There’s a lot more to buckwheat than just pancakes and hypo-allergenic pillows. I know I bang on about buckwheat a lot but that’s because there’s plenty to bang on about.
If you’re keen on frittatas and want to beef them up without resorting to starchy potatoes then why not add some delicious protein and fibre rich buckwheat to create a hearty and nutrient dense meal without the stodge factor?

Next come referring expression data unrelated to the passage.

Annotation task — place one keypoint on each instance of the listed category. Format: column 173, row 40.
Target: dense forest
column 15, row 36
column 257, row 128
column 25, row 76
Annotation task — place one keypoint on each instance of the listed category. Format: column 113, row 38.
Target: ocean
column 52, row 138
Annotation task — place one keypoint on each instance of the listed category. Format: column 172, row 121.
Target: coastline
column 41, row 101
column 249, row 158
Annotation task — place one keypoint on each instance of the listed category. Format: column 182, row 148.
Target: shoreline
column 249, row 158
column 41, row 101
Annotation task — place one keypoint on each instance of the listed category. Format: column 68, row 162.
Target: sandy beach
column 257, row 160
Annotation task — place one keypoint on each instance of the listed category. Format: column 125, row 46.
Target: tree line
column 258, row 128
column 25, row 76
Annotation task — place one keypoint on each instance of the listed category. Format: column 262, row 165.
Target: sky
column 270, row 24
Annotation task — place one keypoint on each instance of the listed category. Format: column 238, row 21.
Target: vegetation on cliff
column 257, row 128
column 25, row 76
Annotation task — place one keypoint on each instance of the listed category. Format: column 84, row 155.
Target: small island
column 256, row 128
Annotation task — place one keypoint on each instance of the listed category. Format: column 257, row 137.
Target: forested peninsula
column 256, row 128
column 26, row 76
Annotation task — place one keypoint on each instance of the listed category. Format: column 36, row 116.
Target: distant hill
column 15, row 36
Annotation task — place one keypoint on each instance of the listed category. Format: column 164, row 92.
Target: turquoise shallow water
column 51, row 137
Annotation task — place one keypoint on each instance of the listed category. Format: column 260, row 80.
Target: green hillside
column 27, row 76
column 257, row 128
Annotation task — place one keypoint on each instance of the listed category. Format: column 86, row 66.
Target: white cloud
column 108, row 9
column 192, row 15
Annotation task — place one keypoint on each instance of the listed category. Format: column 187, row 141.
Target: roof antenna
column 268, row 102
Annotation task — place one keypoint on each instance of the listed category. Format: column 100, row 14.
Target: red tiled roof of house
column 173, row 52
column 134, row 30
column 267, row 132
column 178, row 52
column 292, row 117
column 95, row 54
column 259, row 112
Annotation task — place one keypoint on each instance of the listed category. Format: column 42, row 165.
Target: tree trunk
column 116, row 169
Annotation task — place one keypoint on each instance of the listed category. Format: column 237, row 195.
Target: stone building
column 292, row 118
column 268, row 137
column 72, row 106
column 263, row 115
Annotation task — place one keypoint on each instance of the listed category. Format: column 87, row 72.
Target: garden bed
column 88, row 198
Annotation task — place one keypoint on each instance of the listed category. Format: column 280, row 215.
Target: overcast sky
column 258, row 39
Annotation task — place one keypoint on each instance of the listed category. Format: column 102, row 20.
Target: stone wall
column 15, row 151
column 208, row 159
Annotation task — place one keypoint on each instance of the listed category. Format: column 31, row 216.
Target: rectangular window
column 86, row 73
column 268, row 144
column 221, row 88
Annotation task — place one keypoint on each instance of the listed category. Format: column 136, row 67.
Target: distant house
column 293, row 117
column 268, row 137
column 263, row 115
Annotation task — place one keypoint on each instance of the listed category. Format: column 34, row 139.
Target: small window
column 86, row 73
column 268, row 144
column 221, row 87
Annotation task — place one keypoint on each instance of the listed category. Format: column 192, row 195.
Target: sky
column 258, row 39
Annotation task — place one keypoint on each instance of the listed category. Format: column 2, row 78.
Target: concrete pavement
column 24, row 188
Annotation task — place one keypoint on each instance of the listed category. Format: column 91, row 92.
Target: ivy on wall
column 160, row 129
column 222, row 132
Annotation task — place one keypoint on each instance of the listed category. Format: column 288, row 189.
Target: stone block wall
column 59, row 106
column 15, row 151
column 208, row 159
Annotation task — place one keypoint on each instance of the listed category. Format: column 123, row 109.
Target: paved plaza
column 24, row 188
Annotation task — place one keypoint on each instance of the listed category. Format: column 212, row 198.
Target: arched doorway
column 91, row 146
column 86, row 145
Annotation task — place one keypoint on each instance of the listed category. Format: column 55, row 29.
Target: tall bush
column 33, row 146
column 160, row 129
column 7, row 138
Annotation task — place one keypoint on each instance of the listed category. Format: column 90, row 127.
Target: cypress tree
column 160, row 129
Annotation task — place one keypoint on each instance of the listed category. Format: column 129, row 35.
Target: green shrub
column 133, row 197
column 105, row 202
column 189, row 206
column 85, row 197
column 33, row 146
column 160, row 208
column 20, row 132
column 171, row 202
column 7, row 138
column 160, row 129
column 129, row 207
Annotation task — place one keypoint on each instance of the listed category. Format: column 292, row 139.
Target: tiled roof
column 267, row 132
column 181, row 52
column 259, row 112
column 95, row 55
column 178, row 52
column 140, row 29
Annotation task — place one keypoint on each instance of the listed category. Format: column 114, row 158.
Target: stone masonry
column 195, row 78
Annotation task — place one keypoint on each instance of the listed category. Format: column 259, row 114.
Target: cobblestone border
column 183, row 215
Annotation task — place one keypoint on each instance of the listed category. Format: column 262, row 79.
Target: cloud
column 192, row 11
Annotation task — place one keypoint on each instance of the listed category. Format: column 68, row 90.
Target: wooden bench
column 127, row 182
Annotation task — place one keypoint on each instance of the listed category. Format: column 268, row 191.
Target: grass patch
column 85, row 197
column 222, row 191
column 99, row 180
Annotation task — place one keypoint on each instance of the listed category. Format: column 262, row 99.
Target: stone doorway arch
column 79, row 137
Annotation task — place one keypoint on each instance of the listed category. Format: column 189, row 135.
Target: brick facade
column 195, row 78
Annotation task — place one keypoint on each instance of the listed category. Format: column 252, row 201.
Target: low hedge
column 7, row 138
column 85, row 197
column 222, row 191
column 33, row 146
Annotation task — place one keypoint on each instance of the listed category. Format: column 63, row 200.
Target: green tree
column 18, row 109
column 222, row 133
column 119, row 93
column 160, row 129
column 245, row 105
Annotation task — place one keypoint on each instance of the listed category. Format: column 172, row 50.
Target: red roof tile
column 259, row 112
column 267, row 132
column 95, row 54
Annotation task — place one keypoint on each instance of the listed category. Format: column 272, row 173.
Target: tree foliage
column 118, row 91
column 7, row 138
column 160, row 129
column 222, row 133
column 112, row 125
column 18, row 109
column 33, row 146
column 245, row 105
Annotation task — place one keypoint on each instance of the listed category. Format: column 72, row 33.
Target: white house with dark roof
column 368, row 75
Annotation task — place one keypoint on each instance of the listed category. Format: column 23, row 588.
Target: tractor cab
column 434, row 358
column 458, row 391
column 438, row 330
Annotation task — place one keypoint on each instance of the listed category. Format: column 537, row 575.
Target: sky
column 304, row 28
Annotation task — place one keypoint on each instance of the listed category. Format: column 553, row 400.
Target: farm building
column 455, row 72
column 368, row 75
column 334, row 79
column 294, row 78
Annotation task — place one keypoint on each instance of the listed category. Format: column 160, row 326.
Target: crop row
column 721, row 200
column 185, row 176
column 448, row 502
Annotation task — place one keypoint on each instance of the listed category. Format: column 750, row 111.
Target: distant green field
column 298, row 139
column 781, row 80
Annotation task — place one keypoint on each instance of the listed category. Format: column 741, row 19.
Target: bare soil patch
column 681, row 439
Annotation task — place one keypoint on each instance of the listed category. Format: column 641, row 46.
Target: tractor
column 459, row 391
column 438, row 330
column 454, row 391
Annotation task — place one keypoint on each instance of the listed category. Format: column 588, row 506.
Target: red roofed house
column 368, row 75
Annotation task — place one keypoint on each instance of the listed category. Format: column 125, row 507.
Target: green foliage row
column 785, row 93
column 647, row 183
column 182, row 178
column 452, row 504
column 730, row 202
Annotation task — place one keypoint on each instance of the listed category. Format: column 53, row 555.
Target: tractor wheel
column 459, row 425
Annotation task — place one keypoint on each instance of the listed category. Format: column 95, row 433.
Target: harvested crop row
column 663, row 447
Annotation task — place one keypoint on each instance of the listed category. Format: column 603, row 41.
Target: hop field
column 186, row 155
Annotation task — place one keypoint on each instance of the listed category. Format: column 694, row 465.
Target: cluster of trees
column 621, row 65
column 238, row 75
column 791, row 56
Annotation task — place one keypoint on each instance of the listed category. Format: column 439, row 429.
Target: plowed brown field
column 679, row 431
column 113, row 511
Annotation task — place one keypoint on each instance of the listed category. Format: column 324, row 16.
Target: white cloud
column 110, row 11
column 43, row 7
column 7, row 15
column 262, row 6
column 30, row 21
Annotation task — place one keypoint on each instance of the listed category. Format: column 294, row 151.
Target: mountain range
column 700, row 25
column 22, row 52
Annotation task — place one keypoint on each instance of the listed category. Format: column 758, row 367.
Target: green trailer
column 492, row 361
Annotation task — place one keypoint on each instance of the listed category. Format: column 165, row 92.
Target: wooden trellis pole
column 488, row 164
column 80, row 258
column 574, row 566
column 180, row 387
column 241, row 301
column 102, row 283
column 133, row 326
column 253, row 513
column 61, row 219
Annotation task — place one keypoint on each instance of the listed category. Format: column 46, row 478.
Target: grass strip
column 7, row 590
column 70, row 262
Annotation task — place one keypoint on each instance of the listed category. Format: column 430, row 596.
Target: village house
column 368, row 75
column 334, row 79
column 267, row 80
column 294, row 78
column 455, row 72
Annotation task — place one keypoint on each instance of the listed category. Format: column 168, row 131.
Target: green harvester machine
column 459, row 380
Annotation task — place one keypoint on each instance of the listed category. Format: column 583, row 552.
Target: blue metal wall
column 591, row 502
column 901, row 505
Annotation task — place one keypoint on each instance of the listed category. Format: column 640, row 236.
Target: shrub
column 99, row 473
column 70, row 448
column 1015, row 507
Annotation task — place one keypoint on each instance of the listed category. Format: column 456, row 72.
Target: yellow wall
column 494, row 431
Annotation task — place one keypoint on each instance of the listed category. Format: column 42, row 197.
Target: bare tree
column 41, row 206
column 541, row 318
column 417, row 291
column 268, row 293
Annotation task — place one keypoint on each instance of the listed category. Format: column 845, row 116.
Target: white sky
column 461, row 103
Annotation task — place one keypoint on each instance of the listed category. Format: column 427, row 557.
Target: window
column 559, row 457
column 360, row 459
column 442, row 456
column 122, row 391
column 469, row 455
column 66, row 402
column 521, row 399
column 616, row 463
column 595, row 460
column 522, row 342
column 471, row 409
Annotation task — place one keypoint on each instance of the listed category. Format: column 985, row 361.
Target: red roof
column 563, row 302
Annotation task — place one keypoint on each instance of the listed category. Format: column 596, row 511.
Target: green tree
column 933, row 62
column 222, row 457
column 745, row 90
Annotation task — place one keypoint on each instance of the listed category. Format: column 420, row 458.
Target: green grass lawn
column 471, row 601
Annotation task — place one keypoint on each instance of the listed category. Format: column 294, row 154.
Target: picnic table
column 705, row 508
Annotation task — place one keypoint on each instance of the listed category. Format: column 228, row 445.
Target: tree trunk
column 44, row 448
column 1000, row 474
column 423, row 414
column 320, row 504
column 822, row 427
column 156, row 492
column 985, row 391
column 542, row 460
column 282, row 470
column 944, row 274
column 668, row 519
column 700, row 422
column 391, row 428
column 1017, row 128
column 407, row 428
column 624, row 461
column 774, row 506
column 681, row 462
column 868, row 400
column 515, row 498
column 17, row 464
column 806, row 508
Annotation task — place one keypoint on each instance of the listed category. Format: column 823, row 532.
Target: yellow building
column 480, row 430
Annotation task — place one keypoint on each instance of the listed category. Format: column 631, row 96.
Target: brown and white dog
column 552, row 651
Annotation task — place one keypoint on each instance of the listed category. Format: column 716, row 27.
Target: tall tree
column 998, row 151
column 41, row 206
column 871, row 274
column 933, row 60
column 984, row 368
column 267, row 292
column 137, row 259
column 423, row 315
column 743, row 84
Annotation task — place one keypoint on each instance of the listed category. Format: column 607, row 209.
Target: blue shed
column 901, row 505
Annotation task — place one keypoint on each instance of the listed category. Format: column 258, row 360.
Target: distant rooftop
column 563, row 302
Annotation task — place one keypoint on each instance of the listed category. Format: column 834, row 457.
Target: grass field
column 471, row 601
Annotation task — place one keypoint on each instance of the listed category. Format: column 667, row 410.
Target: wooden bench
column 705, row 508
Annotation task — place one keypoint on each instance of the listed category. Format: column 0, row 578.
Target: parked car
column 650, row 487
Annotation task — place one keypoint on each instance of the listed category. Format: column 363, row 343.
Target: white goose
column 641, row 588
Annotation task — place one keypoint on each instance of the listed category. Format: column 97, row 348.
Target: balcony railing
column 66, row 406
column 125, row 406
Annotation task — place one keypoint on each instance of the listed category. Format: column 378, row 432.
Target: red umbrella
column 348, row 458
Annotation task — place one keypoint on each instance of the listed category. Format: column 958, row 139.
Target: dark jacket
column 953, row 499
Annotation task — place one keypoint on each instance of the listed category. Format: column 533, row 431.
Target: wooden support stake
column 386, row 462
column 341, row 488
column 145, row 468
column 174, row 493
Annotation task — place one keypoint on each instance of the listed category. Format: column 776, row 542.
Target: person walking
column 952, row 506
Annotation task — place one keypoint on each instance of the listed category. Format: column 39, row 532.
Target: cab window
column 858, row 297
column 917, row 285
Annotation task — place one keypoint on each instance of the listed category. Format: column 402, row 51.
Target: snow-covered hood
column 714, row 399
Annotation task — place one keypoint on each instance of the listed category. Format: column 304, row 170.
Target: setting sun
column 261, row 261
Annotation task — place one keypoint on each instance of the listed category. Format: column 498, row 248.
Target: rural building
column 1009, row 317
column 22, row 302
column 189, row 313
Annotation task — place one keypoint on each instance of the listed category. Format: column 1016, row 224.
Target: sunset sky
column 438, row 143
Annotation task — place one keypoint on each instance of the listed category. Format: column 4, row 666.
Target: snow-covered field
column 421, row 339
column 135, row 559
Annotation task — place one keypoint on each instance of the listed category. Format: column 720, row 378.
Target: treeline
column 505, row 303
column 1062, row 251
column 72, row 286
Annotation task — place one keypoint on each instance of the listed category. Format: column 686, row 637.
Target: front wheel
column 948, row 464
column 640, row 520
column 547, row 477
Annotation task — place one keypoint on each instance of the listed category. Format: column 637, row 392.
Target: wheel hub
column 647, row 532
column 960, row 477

High in iron, manganese, magnesium, phosphorus, copper, calcium and zinc, buckwheat is incredibly versatile and can replace wheat, oats, rye and barley in many recipes or be used as a substitute in just about any recipe that calls for rice or noodles. It can be devoured anytime of the day, ground into flour, used in baking, made into cereal and porridge, added to soups, casseroles or stews for a hearty, flavoursome and nutrient–dense meal.
Buckwheat can help lower blood pressure and cholesterol levels due to its rich supply of rutin, a phyto nutrient which acts as an antioxidant in the body. The notable feature of buckwheat is that can be spiced up or sweetened depending upon how you are using it and if you pre-cook it, then storing it in the refrigerator for up to a week will halve your week-night cooking time.
When cooking buckwheat it is advisable to firstly rinse the whole groats thoroughly under running water before cooking, to remove any dirt or debris. The general rule of thumb is that you will need one cup of groats to two cups of water or stock, bring to boil then cook on medium heat for about 15 minutes until the liquid is absorbed.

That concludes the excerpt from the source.